The West Town deli was once known mostly for its sandwiches and bright pink wall at the corner of Ohio and Noble streets; Riesco reinvented the restaurant from his immigrant parents’ organic grocery that opened in the ’80s.

“We are so thankful, we get lines that consist of 32 people sitting down and 40 people in line; it feels incredible, it’s an honor,” Riesco said in 2017.

The lines outside Nini’s Deli took on a different tenor last summer when Riesco and family members criticized LGTBQ rights, abortion and the Black Lives Matter movement on social media and via loud speaker outside the restaurant in the days after Floyd’s death. The restaurant became the target of protests by hundreds of people last June that led to heated exchanges.

“You don’t care about other Black lives. You only care when it’s good for your world view, when it’s good to help you sin, when it’s good to help you promote your wicked agenda of abortion, homosexuality and trying to take over this nation,” José Riesco, Juan’s brother, said over a speaker outside the restaurant in a video posted to the owner’s Instagram last summer.

Juan Riesco has said that while he “supports the idea of Black Lives Matter,” he disagreed with the Black Lives Matter movement and the pro-LGBTQ and pro-choice views of protestors gathering at Nini’s Deli. In January, Riesco said on his Instagram account that “God hates the BLM movement.”

Several business partners cut ties with Nini’s Deli after protests, including Nike, the Chicago Fire soccer team, Molly’s Cupcakes, Topo Chico, Intelligentsia and Bang Bang Pie. Nini’s was also removed from two Halal-focused restaurant guides, Zabihah and Haloodie, and the Cash Drop food ordering app.

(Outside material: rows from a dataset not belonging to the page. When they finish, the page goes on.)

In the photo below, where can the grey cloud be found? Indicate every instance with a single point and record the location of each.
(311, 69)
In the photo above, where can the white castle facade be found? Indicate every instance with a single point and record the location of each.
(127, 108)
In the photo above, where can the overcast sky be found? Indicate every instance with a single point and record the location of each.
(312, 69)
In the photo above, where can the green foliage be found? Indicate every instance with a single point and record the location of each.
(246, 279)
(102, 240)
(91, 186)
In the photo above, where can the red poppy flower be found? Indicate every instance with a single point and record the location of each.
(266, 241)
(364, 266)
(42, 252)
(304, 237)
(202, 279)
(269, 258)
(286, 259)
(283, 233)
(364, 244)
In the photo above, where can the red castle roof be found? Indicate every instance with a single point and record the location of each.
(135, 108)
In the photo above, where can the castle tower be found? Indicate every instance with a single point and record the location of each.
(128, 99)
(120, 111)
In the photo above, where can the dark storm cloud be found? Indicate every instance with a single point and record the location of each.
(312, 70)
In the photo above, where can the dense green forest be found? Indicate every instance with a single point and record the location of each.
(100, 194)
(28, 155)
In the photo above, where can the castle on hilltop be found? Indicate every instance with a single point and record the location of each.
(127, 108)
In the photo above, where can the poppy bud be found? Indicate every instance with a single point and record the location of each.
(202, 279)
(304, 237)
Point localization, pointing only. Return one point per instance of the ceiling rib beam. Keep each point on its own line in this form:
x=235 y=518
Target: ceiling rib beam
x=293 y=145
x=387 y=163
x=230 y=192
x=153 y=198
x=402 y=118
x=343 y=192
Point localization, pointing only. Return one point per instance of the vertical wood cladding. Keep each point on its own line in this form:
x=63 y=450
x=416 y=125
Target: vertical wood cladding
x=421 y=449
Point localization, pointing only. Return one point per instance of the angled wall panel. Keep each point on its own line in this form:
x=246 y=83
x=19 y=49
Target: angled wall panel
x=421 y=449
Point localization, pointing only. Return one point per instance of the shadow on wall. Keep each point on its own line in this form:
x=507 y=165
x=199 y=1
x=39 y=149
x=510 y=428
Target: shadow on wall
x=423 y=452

Following last summer’s protests, Riesco said, his family has received death threats and left the city out of concern for their safety after their home addresses were leaked. According to his Facebook page, Riesco lives in Dallas.

“People want us to conform to their beliefs, and if you don’t, they’re willing to exterminate you,” Juan Riesco said last summer. “All because they don’t believe in our religion and what we stand for. That’s a scary place for our country to be.”

This week’s Instagram and Facebook posts said the new Nini’s Deli will serve empanadas and iced cafe con leche through a takeout window. It said the Riescos will “reopen our family business for the glory of God alone!!”

“We know it is an interesting time to be a vocal Christian business, but we also know all Christians are to be a light in a dark place, and this is the place we are called to,” the posts say. They were accompanied by the image of a pink cross painted on a Black background.

The posts concluded by saying, “We’ll see you in July Chicago!”